Pria kedua menundukkan kepalanya di bawah tatapan itu.

“Apakah kau sedang menguji tekadku?” Pria berjenggot itu mencengkeram kepala pria kedua dan memaksanya menunduk ke arahnya. “Ketika aku, Wilder, mengatakan sesuatu, aku bersungguh-sungguh. Karena kita telah menandatangani perjanjian, aku akan menepatinya, bahkan jika itu berarti menenggelamkan seluruh awak Land Drifters.”

Wilder—kapten dari Land Drifters. Satu-satunya penyihir Peringkat Dua Sejati di organisasi tersebut.

Karena gerakan Wilder, wajah mereka sekarang sangat dekat.

Seharusnya jarak itu cukup dekat hingga bisa membuat seorang pria merasa tidak nyaman, tetapi sedetik kemudian, janggut Wilder tiba-tiba menggeliat dan memanjang, menusuk dalam-dalam ke daging pria lainnya.

Tetesan darah berkumpul di wajah dan leher pria itu, mengalir turun dengan cipratan basah ke geladak kayu kasar kapal.

Kemudian merembes melalui celah-celah tersebut.

Pria kedua gemetar seluruh tubuhnya. Ia ingin berbicara, tetapi bibirnya sudah dijahit rapat oleh janggut Wilder. Ketika ia mencoba membuka mulutnya, hanya jalinan benang hitam yang terlihat di antara giginya.

Matanya yang merah dan bengkak menatap ke atas dengan putus asa, memohon kepada Wilder melalui tatapannya.

Namun Wilder tidak menatap pria yang berlumuran darah itu. Pandangannya tetap lurus ke depan, terfokus pada matahari terbit di tepi gurun.

Di matanya, itu lebih mirip pemandangan matahari terbenam.

Wilder baru melepaskan pria yang berada dalam pelukannya ketika ia mulai melemah dalam perlawangannya.
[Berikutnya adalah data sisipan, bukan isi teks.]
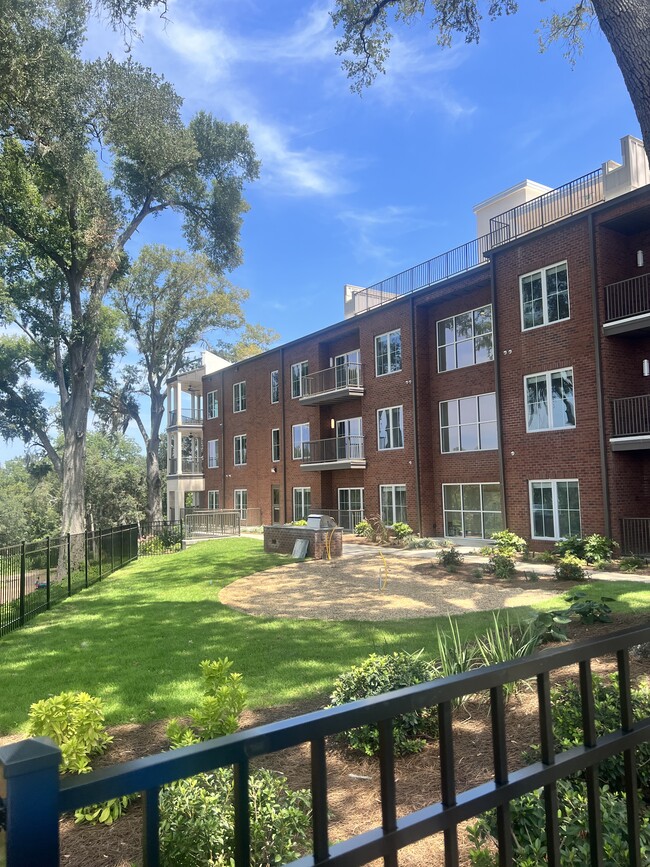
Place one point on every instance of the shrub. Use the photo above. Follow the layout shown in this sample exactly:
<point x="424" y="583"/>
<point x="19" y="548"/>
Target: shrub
<point x="501" y="565"/>
<point x="450" y="558"/>
<point x="529" y="830"/>
<point x="570" y="568"/>
<point x="401" y="531"/>
<point x="379" y="674"/>
<point x="197" y="820"/>
<point x="599" y="548"/>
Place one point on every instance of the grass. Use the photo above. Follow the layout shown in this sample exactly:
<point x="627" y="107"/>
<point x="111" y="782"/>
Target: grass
<point x="137" y="638"/>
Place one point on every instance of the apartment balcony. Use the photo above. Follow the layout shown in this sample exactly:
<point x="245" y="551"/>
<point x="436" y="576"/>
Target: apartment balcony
<point x="339" y="453"/>
<point x="631" y="423"/>
<point x="188" y="467"/>
<point x="628" y="306"/>
<point x="332" y="385"/>
<point x="187" y="418"/>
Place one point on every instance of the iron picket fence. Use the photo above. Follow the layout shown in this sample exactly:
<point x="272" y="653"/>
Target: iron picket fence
<point x="34" y="796"/>
<point x="34" y="576"/>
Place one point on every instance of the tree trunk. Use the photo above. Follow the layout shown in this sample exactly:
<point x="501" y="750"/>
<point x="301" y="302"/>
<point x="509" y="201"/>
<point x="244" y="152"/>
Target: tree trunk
<point x="626" y="25"/>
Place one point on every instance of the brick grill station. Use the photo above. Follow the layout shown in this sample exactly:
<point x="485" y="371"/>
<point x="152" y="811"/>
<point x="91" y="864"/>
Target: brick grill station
<point x="281" y="540"/>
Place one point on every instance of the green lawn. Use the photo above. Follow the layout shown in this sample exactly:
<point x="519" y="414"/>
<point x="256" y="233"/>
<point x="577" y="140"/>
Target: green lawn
<point x="137" y="638"/>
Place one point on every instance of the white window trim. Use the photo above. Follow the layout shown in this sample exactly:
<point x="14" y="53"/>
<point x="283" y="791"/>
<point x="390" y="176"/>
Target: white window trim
<point x="459" y="425"/>
<point x="543" y="271"/>
<point x="387" y="335"/>
<point x="556" y="520"/>
<point x="302" y="376"/>
<point x="238" y="385"/>
<point x="212" y="466"/>
<point x="390" y="448"/>
<point x="548" y="374"/>
<point x="277" y="372"/>
<point x="454" y="316"/>
<point x="215" y="402"/>
<point x="234" y="450"/>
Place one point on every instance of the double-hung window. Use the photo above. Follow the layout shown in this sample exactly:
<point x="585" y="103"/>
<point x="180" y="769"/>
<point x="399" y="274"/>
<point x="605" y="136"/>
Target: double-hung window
<point x="239" y="397"/>
<point x="472" y="510"/>
<point x="390" y="428"/>
<point x="550" y="400"/>
<point x="275" y="444"/>
<point x="300" y="440"/>
<point x="388" y="352"/>
<point x="465" y="339"/>
<point x="544" y="296"/>
<point x="555" y="509"/>
<point x="213" y="404"/>
<point x="298" y="373"/>
<point x="239" y="450"/>
<point x="213" y="454"/>
<point x="392" y="499"/>
<point x="468" y="424"/>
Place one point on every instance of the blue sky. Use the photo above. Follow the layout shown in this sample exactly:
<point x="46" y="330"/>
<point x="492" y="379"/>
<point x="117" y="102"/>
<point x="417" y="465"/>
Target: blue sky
<point x="354" y="189"/>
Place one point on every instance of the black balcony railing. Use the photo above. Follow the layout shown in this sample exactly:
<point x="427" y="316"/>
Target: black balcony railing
<point x="34" y="795"/>
<point x="339" y="378"/>
<point x="186" y="417"/>
<point x="635" y="536"/>
<point x="632" y="416"/>
<point x="348" y="448"/>
<point x="628" y="298"/>
<point x="564" y="201"/>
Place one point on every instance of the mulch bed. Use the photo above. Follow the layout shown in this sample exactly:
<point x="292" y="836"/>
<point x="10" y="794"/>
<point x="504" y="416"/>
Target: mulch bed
<point x="353" y="782"/>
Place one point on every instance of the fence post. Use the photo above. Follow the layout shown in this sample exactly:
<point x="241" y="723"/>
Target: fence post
<point x="47" y="574"/>
<point x="68" y="546"/>
<point x="29" y="787"/>
<point x="21" y="614"/>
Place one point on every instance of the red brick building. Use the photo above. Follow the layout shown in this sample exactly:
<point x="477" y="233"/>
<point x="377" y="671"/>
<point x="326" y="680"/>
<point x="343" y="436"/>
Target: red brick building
<point x="504" y="383"/>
“Ingat ini—setelah semuanya selesai, aku akan menikahi Kira dan menjadi raja baru Kema. Apa pun yang terjadi di Kema setelah itu, kalian semua tidak boleh ikut campur.”

Pria yang dibebaskan itu jatuh berlutut, tangannya gemetar saat menyentuh wajahnya seolah-olah itu adalah amplas kasar. Saat rasa sakit semakin hebat setelah janggut Wilder menghilang, suaranya keluar terputus-putus.

“Y-ya… Semuanya… Semuanya sesuai dengan kesepakatan tiga pihak…”

Wilder mengangguk. “Bagus.”

“Kalau begitu, saya akan kembali sekarang… Saya perlu… melaporkan ini sesegera mungkin.”

“Enyah.”

Begitu pria kedua bergegas turun dari kapal seperti anjing yang ditendang, mata Wilder tetap tertuju pada matahari.

“Apakah Saul benar-benar sepenting itu? Kudengar bahkan Gorsa, yang hampir tidak pernah meninggalkan Menara Penyihir, pernah datang sendiri untuk menjemputnya.” Seorang pria lain melangkah ke geladak.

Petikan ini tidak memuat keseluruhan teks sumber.